Merging Datasets // RoleThread Lite Docs

Merge lets you combine datasets into a new output dataset while preserving as much safe metadata as possible.

It is designed to be conservative. Source datasets are not silently overwritten.

When to Merge

Use merge when you want to combine:

related dataset files
cleaned subsets
work from different sessions
imported data and native RoleThread data
separate scene or tag groups

If you only need to export a filtered slice, use Export instead. Merge is for creating a new combined dataset.

Merge Workflow

A normal merge workflow:

Choose the source dataset files.
Choose the output path.
Decide whether to shuffle the merged entries.
Run the merge.
Review the output dataset.
Run Validation on the merge output.
Use Insights to check structure, metadata, and duplicates.

Validation after merge is mostly a review and cleanup step. Merge is designed to preserve safe structure and metadata, but source datasets may bring in older formats, imported tags, duplicate content, or sidecar conflicts that deserve a pass.

New Output Identity

A merged dataset receives a fresh dataset UUID.

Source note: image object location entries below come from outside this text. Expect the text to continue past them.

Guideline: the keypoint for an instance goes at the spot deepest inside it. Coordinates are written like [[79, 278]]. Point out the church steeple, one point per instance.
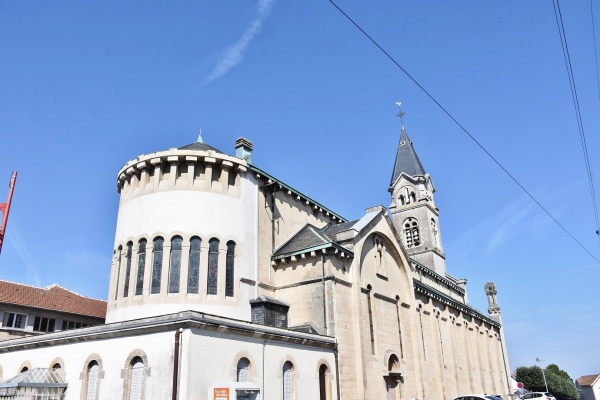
[[412, 210], [407, 160]]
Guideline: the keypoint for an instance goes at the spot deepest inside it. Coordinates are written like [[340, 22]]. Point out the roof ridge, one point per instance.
[[55, 285], [49, 288]]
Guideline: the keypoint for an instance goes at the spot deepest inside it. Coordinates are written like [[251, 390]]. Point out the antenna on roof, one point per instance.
[[5, 207]]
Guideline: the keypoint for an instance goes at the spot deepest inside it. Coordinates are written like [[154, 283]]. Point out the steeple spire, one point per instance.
[[407, 160]]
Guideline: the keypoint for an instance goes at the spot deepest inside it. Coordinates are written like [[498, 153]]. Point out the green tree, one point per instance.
[[559, 384], [554, 368]]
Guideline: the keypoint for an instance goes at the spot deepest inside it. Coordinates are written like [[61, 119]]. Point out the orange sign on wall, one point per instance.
[[221, 394]]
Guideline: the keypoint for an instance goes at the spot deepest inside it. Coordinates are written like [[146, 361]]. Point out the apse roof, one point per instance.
[[407, 160], [53, 297], [199, 146], [37, 377]]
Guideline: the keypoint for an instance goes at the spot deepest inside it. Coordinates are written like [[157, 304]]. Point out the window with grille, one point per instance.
[[175, 264], [411, 233], [229, 270], [242, 370], [92, 381], [120, 250], [41, 324], [66, 325], [213, 266], [287, 381], [156, 264], [139, 284], [137, 379], [194, 265], [14, 320], [127, 269]]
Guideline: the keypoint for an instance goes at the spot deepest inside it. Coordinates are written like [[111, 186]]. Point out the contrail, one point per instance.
[[232, 56]]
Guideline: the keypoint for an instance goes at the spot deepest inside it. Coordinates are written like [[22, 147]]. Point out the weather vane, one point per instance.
[[400, 113]]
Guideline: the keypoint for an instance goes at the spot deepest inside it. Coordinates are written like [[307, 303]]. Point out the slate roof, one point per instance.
[[587, 380], [332, 230], [199, 146], [310, 236], [53, 297], [407, 160], [307, 237]]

This matters because the merge output is a new dataset, even when it was built from existing sources.

Entries that survive the merge keep stable entry identity where appropriate, but the merged dataset itself gets its own identity.

This prevents the output from pretending to be one of the sources.

Duplicate Handling

Merge uses deterministic duplicate handling.

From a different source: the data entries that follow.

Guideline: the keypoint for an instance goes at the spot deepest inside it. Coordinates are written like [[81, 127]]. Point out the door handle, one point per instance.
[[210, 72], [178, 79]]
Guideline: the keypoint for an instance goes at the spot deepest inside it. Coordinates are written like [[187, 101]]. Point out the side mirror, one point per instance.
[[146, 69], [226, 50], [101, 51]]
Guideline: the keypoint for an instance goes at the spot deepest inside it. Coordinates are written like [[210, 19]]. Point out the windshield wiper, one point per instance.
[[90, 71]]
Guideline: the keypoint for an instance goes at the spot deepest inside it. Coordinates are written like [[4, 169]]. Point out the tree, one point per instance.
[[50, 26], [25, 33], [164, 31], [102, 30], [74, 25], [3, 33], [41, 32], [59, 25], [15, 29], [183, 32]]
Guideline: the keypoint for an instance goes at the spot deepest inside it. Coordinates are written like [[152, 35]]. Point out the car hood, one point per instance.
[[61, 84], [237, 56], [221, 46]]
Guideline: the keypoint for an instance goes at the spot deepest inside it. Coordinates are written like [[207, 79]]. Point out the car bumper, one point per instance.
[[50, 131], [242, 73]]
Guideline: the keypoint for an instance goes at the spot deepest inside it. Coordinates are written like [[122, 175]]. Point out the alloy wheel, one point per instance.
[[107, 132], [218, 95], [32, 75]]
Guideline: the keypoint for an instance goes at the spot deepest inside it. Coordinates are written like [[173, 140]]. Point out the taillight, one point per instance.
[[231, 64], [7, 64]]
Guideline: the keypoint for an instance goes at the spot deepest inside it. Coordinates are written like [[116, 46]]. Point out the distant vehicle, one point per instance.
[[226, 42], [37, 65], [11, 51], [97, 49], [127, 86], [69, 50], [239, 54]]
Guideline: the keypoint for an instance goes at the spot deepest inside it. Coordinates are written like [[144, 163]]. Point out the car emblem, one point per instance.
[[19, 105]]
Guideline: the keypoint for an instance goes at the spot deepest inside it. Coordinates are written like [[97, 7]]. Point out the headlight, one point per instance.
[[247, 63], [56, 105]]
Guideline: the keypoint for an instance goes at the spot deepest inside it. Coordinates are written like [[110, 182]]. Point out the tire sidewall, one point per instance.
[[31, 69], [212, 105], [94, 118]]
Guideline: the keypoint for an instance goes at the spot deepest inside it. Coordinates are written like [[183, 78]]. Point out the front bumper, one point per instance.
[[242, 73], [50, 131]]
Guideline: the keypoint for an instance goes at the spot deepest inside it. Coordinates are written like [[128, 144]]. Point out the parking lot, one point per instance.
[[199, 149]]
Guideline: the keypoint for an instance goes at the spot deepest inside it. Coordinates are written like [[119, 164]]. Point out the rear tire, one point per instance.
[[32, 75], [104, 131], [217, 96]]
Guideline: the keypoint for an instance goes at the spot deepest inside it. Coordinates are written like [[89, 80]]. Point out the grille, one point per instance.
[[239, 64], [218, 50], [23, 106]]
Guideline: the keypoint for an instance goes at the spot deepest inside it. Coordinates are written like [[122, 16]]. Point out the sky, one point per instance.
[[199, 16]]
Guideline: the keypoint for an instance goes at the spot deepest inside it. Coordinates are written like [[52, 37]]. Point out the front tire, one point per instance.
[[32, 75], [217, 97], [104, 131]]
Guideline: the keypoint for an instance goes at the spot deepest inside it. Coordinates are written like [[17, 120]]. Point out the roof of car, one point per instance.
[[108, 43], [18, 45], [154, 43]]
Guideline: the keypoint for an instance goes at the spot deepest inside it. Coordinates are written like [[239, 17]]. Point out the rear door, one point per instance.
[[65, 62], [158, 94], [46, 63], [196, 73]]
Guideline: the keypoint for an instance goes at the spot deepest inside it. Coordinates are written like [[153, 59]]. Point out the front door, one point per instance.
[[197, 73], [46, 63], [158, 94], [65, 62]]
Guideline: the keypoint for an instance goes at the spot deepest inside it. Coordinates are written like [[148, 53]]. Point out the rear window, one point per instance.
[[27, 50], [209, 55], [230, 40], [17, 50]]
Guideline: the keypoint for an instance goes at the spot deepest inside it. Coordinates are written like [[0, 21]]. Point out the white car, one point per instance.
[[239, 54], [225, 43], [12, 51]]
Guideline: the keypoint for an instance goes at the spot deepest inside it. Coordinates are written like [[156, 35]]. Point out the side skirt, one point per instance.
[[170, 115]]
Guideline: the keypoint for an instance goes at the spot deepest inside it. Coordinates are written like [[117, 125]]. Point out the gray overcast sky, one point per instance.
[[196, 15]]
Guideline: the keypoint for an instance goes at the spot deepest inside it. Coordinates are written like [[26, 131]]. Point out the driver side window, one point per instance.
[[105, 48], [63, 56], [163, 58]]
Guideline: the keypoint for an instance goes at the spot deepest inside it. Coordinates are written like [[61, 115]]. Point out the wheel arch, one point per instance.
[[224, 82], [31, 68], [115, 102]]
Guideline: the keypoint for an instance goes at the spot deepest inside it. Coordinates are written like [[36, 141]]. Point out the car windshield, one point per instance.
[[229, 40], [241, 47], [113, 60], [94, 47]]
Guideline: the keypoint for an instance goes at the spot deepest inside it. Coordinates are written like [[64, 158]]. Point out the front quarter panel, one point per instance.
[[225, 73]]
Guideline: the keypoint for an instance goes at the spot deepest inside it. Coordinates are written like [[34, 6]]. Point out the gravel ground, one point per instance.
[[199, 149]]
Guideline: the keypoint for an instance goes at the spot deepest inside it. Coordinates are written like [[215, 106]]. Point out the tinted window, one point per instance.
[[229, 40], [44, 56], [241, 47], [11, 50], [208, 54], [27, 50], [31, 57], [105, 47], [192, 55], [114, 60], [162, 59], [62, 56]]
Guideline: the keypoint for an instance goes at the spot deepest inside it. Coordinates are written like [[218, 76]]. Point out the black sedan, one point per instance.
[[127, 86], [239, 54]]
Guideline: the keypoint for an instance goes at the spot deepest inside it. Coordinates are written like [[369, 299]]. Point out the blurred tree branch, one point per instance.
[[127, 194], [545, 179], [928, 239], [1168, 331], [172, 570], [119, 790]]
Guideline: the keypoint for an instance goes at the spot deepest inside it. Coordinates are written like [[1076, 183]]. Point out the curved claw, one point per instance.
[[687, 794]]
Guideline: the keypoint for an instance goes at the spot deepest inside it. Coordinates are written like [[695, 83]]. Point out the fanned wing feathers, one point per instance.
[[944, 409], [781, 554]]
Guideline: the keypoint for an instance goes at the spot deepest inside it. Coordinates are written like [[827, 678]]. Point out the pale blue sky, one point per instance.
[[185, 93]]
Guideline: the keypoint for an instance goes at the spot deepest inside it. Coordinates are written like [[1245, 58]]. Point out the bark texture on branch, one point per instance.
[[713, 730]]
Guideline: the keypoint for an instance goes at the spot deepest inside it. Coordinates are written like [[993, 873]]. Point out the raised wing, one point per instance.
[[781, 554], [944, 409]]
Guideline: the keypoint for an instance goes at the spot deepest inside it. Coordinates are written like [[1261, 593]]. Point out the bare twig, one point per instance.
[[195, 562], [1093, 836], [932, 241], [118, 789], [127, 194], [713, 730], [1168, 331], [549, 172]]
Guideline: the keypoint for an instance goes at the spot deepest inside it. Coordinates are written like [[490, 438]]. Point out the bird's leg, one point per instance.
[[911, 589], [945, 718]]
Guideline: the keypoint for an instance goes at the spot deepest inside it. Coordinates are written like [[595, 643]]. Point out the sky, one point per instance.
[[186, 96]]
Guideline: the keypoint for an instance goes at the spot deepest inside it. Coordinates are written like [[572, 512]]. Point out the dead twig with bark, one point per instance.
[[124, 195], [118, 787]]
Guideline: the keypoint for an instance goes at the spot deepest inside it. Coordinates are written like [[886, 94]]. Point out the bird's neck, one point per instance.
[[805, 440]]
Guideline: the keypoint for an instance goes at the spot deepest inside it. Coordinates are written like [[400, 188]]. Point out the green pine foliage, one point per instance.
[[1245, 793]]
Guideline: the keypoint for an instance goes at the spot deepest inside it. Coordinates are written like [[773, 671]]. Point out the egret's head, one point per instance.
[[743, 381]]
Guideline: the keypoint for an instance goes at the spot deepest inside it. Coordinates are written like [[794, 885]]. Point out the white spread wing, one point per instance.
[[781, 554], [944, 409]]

When entries are considered duplicates, the first matching content wins for the saved entry content and entry UUID.

This means merge results are predictable. Source order matters.

First-Wins Content Policy

First-wins means the first duplicate entry keeps the canonical content.

Later duplicates do not replace the survivor's message text or UUID. This avoids unstable merge results where later files unexpectedly rewrite earlier entries.

If you want a later version to win, place that dataset earlier in the merge order or edit the output after merging.

Tag Merging

Duplicate entries may carry different tags.

RoleThread preserves useful organization by merging and deduplicating tags from duplicate entries into the surviving entry where safe.

This avoids losing metadata just because the content was deduplicated.

Sidecar Import During Merge

Merge can inspect sibling sidecars near source datasets.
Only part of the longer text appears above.